Katia Snead is in high school. She's only 17 years old, but says she's seen and heard of a lot of people taking drugs.
"It's in a lot of parties, even in school," Snead said.
The Michigan Department of Health and Human Services (MDHHS) says almost one in five teens report using marijuana in the last 30 days. That statistic doesn't surprise 16-year-old Keeon Martin.
"Everyone does it," Martin said. "It's either somebody getting pressured, or they just want to be like everybody else."
The MDHHS is trying to confront the problem with a new 30-second video that looks and sounds like a "story" someone can post on the social media app Snapchat. "It's really important to us as a health department to make sure that teens understand the seriousness of what can seem like a momentary decision," Jennifer Eisner with the MDHHS said.
There have been dozens of anti-drug ad campaigns from the infamous 'This is your brain on drugs' ad that aired in the 80's to the more recent above the influence spots. Eisner says this video is different. "It really focuses on the teenage experience, with that message we really hope it resonates with the intended audience, with teens, and that they see that this message is for them. to help them better understand the risks associated with drugs," she said.
Martin and Snead both said the ad told the story of a girl whose whole life was ruined by drugs fairly well. "It seemed kind of horrible," Martin said. "I don't think teens are supposed to be doing drugs and stuff like that.

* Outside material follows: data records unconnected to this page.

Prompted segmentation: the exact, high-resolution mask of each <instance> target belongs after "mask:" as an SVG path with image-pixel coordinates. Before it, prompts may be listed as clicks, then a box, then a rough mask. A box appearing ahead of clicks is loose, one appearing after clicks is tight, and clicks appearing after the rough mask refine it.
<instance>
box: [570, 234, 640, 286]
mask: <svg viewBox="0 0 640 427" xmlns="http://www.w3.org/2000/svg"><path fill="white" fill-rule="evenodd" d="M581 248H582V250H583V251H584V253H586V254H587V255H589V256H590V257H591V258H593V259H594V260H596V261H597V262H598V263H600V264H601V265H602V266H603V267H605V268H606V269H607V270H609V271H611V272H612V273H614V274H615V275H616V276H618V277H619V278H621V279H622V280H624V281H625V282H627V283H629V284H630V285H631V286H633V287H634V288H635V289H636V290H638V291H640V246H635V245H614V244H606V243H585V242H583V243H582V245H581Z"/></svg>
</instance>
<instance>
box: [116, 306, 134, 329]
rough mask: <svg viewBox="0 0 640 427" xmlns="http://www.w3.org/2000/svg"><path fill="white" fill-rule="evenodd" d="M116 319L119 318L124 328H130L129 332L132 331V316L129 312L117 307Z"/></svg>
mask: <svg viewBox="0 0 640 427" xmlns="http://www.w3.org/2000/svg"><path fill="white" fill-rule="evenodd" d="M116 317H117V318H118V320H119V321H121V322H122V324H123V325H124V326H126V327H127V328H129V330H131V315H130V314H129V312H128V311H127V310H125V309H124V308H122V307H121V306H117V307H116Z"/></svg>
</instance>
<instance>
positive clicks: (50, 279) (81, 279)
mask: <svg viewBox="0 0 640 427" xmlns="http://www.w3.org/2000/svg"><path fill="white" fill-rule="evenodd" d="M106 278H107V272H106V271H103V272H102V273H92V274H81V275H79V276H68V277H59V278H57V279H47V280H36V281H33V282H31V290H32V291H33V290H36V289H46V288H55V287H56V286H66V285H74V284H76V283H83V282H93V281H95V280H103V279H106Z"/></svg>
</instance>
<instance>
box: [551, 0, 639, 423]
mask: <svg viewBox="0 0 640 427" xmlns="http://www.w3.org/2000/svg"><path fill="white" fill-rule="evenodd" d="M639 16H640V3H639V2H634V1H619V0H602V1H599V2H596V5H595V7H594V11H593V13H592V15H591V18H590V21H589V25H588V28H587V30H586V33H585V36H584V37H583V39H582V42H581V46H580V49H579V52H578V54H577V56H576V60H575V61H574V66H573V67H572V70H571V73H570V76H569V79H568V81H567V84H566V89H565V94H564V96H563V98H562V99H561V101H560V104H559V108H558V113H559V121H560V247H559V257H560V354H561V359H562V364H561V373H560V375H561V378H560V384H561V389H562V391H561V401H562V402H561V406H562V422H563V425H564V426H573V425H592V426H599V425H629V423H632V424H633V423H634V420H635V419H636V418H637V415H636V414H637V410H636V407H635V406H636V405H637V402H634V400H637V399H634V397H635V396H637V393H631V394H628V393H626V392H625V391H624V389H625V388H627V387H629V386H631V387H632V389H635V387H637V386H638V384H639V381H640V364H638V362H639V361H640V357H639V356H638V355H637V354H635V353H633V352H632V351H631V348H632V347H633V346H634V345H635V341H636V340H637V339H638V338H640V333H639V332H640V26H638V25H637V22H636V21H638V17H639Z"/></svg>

You know you can have fun without doing drugs."
Snead thought the video could be effective, but not very effective. "They're just going to brush it off their shoulders that it's not going to happen to them," Snead said, suggesting that more programs that get teenagers off the streets and into more productive places where they are less likely to come in contact with drugs would probably work better.
The video will be shown in movie theaters and on TV throughout Michigan though the end of the summer.